For new stuff, start with a pair of disc jockeys – WFMU’s Gaylord Fields and Dave “the Spazz” Abramson – making each other laugh for 30 minutes as they dive into the history of early rock and roll movies, then focus on “The Girl.” He Can’t Help.” They cover the backstory of onscreen artists like The Chuckles, Nino Tempo, and Eddie Fontaine, and offer details on the production and cast beyond just the music.

Next, look to critic David Cairns on the shooting techniques and color strategies used by the director and cinematographer for 16 minutes to deliver an unmistakably vivid and somewhat surreal visual presentation, and then move on from the biographer to an informative, 14-minute biography of Mansfield. Eve Golden chronicles her rise and fall and her love-hate relationship with the press.

Also, viewers get a 2017 40-minute episode of Karina Longworth’s “You Must Remember” podcast, which covers dead blondes and focuses on Mansfield.

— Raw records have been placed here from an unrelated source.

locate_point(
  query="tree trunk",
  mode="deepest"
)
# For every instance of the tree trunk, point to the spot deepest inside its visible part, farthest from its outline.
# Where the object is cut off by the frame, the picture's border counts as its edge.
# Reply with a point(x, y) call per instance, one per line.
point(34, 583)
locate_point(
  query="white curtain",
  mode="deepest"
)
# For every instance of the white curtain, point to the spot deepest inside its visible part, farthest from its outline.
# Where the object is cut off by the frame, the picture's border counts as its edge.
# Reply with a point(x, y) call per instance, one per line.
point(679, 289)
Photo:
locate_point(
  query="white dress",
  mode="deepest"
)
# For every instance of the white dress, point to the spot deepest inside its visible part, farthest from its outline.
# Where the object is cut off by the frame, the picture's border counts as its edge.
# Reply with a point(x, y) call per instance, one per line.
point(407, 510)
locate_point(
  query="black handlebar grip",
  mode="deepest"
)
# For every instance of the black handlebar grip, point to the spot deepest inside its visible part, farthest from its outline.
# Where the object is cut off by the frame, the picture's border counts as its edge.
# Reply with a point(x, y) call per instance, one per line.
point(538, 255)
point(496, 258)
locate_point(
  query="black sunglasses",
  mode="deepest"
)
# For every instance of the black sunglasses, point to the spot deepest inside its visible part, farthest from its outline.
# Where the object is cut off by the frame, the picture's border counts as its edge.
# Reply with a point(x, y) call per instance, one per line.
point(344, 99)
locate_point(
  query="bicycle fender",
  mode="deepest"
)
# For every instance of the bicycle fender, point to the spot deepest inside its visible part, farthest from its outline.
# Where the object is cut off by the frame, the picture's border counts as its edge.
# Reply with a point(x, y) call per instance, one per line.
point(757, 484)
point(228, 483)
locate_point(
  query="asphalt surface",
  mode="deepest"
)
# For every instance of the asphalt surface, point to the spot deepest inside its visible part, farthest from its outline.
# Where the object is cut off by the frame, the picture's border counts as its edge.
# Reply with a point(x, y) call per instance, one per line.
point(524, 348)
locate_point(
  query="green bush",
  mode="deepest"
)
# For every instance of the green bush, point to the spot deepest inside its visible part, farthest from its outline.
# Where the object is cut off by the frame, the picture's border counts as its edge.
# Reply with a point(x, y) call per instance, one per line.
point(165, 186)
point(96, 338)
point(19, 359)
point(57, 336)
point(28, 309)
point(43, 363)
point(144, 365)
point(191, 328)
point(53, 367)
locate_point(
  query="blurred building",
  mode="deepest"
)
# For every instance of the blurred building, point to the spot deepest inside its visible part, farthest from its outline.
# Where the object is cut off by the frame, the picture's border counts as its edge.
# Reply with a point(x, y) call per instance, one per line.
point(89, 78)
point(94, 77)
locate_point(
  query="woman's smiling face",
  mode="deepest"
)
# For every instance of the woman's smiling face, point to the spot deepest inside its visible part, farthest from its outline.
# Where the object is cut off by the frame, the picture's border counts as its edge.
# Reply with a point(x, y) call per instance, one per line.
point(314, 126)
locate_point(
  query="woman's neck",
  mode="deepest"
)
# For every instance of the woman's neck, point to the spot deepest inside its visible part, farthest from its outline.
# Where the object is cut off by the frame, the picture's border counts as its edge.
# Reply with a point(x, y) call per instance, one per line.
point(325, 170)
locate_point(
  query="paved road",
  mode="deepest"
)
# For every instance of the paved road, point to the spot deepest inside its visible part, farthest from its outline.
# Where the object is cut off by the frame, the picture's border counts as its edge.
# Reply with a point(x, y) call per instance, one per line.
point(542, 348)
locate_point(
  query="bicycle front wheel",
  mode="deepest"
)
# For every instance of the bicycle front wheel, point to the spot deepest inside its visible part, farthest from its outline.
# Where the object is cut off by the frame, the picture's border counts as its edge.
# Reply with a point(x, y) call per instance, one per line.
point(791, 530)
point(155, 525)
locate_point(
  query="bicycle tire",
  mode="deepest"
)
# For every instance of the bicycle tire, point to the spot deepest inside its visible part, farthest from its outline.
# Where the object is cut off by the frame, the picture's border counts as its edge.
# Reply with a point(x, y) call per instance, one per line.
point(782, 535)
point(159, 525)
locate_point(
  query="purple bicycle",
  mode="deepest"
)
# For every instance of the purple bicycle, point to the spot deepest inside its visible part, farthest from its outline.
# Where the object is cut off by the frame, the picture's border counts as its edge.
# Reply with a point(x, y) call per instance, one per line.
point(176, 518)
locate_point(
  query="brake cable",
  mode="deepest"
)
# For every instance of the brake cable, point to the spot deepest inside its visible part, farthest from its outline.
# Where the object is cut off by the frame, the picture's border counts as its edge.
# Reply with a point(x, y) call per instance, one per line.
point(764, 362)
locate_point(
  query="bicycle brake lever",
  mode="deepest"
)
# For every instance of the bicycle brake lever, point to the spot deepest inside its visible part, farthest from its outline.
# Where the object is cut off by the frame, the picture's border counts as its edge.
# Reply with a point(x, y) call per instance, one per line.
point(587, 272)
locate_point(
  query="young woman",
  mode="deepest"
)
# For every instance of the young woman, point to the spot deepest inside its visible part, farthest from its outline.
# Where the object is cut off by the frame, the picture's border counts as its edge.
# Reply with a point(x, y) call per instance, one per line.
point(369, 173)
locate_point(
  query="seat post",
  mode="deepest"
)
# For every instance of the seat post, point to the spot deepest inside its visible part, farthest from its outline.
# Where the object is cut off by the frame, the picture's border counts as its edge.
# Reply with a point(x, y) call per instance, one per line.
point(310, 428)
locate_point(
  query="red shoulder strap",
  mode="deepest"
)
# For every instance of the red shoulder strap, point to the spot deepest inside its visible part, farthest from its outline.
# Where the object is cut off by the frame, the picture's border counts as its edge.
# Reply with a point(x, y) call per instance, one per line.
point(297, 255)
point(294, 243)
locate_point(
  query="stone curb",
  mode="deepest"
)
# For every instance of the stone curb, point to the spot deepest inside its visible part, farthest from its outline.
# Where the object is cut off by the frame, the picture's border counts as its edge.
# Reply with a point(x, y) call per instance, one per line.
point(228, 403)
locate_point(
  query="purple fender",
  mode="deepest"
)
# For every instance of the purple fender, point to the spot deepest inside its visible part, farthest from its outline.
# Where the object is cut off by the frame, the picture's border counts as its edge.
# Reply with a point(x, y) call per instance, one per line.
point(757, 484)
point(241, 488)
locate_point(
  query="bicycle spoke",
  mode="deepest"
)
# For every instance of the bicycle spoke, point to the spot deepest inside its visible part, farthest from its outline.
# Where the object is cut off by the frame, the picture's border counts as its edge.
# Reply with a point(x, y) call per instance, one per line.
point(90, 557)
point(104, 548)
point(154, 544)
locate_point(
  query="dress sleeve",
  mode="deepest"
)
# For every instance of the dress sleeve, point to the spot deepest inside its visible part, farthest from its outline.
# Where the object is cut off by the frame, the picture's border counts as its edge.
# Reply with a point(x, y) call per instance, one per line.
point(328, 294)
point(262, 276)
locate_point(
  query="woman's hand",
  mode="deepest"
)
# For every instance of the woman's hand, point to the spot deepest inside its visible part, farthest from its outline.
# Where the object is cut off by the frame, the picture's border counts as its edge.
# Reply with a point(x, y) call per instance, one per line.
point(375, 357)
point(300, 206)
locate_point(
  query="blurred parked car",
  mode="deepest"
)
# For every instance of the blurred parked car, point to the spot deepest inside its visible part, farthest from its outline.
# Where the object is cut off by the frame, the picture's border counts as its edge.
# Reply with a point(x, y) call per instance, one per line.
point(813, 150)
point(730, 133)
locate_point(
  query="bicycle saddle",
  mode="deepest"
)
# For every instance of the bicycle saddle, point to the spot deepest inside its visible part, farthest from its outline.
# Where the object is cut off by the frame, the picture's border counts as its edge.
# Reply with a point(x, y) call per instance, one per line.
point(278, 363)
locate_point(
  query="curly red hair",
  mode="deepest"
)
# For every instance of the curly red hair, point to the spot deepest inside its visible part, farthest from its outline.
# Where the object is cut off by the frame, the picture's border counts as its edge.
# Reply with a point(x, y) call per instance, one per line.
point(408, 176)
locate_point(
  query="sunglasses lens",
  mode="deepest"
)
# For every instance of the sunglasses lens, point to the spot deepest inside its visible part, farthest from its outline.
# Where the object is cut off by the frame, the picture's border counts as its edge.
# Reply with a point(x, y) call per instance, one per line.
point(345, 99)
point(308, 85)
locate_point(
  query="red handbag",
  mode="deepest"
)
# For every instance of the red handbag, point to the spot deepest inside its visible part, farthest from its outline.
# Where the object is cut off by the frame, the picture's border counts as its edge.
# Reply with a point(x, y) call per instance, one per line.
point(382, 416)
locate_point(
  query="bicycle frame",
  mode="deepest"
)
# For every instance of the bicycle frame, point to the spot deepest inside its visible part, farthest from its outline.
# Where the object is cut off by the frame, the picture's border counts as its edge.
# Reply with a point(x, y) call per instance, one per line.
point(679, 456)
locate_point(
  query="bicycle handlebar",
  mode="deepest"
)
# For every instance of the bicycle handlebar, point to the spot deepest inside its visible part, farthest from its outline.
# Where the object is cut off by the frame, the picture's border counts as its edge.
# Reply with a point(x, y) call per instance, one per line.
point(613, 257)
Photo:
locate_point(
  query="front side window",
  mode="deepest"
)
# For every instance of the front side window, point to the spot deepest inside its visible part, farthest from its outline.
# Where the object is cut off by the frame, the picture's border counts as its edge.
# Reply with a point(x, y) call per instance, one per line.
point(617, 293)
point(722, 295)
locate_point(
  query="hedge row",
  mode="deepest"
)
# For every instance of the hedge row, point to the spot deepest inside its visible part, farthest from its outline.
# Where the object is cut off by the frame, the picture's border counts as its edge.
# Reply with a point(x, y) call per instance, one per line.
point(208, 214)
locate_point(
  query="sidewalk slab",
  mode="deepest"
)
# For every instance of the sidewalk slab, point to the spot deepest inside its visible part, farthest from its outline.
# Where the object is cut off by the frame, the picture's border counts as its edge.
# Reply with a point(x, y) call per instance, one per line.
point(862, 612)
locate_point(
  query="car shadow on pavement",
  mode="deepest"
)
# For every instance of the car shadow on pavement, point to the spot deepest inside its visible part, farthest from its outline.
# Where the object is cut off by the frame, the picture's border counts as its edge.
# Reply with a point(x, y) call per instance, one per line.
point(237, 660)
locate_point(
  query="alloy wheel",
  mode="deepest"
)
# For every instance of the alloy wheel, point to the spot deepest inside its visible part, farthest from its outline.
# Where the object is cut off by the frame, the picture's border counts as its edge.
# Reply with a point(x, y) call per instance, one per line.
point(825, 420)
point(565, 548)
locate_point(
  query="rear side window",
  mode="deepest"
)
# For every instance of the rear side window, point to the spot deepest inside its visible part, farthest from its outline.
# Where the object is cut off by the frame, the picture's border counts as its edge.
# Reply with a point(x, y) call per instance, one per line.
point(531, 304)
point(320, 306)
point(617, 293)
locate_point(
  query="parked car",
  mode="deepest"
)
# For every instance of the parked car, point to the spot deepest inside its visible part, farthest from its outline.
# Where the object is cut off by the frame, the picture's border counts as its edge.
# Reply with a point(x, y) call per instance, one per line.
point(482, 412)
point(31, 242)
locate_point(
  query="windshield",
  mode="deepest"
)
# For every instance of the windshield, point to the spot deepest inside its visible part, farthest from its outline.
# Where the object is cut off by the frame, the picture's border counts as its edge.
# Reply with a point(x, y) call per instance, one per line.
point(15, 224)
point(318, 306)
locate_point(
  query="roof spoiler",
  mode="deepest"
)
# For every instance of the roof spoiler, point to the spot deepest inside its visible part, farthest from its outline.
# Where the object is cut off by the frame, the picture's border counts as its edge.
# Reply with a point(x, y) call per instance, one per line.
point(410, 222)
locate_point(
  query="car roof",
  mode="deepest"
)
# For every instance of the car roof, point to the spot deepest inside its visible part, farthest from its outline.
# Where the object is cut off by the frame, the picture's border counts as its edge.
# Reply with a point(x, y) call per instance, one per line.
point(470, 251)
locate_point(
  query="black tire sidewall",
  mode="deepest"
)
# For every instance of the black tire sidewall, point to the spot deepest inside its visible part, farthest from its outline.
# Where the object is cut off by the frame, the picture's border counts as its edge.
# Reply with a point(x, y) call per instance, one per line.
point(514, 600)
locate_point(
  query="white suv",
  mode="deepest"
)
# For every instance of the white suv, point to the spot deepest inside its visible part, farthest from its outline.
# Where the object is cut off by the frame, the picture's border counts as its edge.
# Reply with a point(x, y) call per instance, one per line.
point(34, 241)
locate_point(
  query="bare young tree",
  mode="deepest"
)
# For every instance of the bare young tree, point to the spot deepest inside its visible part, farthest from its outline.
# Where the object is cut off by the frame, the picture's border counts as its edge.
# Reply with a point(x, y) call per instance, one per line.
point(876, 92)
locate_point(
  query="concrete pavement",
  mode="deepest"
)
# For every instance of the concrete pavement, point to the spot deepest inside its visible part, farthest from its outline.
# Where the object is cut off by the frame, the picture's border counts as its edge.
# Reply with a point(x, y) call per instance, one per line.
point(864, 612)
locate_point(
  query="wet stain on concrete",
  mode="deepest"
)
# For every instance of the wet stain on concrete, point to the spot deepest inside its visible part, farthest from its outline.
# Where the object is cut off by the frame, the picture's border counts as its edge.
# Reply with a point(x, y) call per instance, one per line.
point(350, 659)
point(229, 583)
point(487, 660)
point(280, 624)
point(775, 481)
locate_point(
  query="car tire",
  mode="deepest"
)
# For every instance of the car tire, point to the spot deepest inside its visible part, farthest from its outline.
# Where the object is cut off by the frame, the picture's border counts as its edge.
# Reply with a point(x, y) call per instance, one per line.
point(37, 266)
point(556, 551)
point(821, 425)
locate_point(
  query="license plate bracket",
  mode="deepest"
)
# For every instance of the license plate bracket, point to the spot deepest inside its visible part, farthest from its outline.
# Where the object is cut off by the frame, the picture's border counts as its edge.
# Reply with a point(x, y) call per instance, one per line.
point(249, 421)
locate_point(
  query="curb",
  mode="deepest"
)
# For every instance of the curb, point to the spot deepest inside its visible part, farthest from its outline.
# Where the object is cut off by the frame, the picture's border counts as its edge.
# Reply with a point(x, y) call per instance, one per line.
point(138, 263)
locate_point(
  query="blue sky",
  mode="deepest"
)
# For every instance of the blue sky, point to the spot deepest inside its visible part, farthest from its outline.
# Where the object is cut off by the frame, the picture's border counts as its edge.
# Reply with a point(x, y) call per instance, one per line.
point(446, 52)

Finally, the Blu-ray features a 21-minute interview with cult filmmaker John Waters about his love for film in 2004 and the early days of rock and roll. He packs no punches on a film he describes as “celebrating the beauty of bad taste” and filled with memories of Mansfield, singers and bands.

The pack also includes an article by film critic Rachel Syme and a 12-panel, folding brochure with information about the restoration.

And for more fun, a 12-page booklet features excerpts from Tashlin’s 1952 book “How to Create a Cartoon,” which visualizes the SCOT Art technique (square, circle, oval, and triangle), with a new introduction by historian Ethan de Seife.